Double-Blind Reviewing
ISMM uses double-blind reviewing. This means that author names and affiliations must be omitted from the submission. Additionally, if the submission refers to prior work done by the authors, that reference should be made in third person. These are firm submission requirements. Any supplementary material must also be anonymized.
PLDI’s FAQ on Double-Blind Reviewing clarifies the policy for the most common scenarios. But there are many gray areas and trade-offs. If you have any doubts about how to interpret the double blind rules, please contact the Program Chair. Overestimate the need to contact the Program Chair for complex cases that are not fully covered by the FAQ.
Declaring Conflicts
When submitting the paper, you will need to declare potential conflicts. Conflicts should be declared between an adviser and an advisee (e.g., Ph.D., post-doc). Other conflicts include institutional conflicts, financial conflicts of interest, friends or relatives, or any recent co-authors on papers and proposals (last 2 years).

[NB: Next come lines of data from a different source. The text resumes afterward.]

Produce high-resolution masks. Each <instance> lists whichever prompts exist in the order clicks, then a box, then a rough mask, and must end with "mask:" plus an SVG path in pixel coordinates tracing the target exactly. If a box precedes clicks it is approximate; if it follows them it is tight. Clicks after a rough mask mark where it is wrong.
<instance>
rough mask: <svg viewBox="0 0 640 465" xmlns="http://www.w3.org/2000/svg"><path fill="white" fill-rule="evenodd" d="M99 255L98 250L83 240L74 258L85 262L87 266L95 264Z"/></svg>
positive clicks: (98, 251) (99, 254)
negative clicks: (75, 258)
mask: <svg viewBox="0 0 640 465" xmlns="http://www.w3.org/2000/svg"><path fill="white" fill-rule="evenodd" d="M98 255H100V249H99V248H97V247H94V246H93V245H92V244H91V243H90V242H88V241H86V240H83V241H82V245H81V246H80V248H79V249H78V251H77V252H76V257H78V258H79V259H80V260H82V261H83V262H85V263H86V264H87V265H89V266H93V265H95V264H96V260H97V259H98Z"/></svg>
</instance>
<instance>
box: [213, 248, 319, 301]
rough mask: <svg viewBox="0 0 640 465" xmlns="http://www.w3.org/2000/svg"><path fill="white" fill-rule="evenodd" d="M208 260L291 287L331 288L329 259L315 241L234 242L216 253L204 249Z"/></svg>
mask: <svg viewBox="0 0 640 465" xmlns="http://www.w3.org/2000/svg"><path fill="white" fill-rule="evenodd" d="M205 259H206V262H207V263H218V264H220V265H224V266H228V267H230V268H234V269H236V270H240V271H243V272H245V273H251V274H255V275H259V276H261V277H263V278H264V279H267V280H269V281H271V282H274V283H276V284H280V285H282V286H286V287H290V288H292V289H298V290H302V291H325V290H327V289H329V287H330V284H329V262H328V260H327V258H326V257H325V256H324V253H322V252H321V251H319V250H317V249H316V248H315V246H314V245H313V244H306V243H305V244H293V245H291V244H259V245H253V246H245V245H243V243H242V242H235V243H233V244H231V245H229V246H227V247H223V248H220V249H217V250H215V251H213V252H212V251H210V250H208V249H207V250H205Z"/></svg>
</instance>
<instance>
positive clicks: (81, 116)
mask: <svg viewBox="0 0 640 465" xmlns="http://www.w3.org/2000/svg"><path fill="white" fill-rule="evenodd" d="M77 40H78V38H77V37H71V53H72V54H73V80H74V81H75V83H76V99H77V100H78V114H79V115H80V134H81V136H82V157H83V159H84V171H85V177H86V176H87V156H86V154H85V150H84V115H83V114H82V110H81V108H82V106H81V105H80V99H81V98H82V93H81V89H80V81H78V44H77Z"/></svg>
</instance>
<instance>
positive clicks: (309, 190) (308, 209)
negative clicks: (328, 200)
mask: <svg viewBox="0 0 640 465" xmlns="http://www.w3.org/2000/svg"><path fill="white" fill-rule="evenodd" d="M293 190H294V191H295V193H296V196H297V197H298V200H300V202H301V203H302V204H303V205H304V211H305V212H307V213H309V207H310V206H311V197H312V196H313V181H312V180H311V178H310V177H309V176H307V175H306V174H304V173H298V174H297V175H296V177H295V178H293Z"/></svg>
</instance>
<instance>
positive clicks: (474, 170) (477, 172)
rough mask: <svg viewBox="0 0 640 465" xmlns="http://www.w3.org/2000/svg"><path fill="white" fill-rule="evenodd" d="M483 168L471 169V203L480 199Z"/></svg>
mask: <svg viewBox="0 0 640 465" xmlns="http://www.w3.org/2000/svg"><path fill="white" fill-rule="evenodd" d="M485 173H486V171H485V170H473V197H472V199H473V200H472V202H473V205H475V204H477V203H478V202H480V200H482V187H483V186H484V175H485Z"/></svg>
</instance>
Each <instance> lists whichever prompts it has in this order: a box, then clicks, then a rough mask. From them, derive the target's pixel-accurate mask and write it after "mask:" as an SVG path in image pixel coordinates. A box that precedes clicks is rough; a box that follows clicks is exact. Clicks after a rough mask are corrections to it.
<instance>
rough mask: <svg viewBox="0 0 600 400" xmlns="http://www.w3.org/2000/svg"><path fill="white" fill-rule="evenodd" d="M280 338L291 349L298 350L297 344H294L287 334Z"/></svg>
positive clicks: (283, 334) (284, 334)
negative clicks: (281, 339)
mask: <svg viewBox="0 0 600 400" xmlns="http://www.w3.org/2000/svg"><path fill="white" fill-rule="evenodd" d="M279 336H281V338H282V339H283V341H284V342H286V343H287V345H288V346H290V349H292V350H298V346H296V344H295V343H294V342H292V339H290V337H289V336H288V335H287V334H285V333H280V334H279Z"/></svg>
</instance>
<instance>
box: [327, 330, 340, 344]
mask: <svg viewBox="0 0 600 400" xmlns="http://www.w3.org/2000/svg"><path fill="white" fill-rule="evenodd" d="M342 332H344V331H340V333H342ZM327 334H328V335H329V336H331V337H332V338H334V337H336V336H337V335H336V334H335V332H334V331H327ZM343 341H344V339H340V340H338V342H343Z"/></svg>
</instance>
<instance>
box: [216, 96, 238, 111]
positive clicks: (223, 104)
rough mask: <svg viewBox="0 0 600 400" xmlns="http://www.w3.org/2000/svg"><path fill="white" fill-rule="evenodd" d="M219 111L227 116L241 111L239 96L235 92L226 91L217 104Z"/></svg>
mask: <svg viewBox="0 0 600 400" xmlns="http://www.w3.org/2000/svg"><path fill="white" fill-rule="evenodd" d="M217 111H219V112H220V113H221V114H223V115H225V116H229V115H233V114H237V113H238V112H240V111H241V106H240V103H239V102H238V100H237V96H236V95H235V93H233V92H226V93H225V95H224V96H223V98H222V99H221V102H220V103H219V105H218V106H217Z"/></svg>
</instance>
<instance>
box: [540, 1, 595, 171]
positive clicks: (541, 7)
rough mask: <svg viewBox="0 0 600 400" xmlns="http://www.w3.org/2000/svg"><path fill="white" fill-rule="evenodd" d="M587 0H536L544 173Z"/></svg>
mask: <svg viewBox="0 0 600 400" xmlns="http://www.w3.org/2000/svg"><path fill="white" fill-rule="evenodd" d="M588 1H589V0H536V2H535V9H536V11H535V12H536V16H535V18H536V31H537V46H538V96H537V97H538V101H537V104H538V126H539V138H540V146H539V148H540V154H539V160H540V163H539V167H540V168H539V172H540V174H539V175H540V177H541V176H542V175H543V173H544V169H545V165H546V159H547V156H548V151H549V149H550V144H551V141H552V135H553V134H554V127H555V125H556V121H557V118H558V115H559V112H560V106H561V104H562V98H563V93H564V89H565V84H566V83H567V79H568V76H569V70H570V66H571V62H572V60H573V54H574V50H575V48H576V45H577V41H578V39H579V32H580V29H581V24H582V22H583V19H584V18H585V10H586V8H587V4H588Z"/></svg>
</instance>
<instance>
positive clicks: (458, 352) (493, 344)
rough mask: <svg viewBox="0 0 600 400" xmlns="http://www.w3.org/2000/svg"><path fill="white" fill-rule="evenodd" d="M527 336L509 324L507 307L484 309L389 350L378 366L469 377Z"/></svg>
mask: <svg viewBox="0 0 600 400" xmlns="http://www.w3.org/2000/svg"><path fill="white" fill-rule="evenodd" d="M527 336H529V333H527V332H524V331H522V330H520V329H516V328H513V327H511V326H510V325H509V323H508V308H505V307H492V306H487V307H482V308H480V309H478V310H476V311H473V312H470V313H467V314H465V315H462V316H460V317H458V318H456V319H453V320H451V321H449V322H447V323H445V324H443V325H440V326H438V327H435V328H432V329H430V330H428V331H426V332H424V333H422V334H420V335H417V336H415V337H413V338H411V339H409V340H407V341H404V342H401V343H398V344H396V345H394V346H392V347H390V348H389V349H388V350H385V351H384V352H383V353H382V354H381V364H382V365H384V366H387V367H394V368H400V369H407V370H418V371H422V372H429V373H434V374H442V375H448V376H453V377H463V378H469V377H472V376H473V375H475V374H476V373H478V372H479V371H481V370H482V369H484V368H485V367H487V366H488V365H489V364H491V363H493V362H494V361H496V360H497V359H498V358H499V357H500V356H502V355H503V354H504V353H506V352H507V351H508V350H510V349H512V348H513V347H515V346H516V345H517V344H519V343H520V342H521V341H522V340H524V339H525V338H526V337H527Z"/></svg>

Please do not declare spurious conflicts: such incorrect conflicts are especially harmful if the aim is to exclude potential reviewers, so spurious conflicts can be grounds for rejection. If you are unsure about a conflict, please consult the Program Chair.
External Review Committee
ISMM 2020 follows the practice introduced at earlier instances of ISMM of using a separate External Review Committee as part of the reviewing process. The ERC complements the Program Committee by providing a broader and deeper pool from which to draw expert reviews. The same reviewing standards apply to the ERC as for the PC. However, ERC members review fewer papers and do not participate in the PC meeting. ERC members review and decide acceptance for submissions by PC members. This approach should be more practical with double-blind reviewing than ad hoc expert review assignments as used by a number of conferences. The formal selection process, transparency of its constituency, and the fact that each reviewer will review multiple papers should increase the quality and accountability of reviews as compared to traditional ad hoc expert review assignments.
Rebuttal
The rebuttal process will occur in early April 2020 (see Important Dates), and will give the authors an opportunity to respond to factual errors in reviews before the Program Committee meets to make its decisions. The committee may, but need not, respond to rebuttals or revise reviews at or after the committee meeting.
Acknowledgements
This call-for-papers is an adaptation and evolution of content from previous instances of ISMM and PLDI. We are grateful to prior organizers for their work, which is reused here.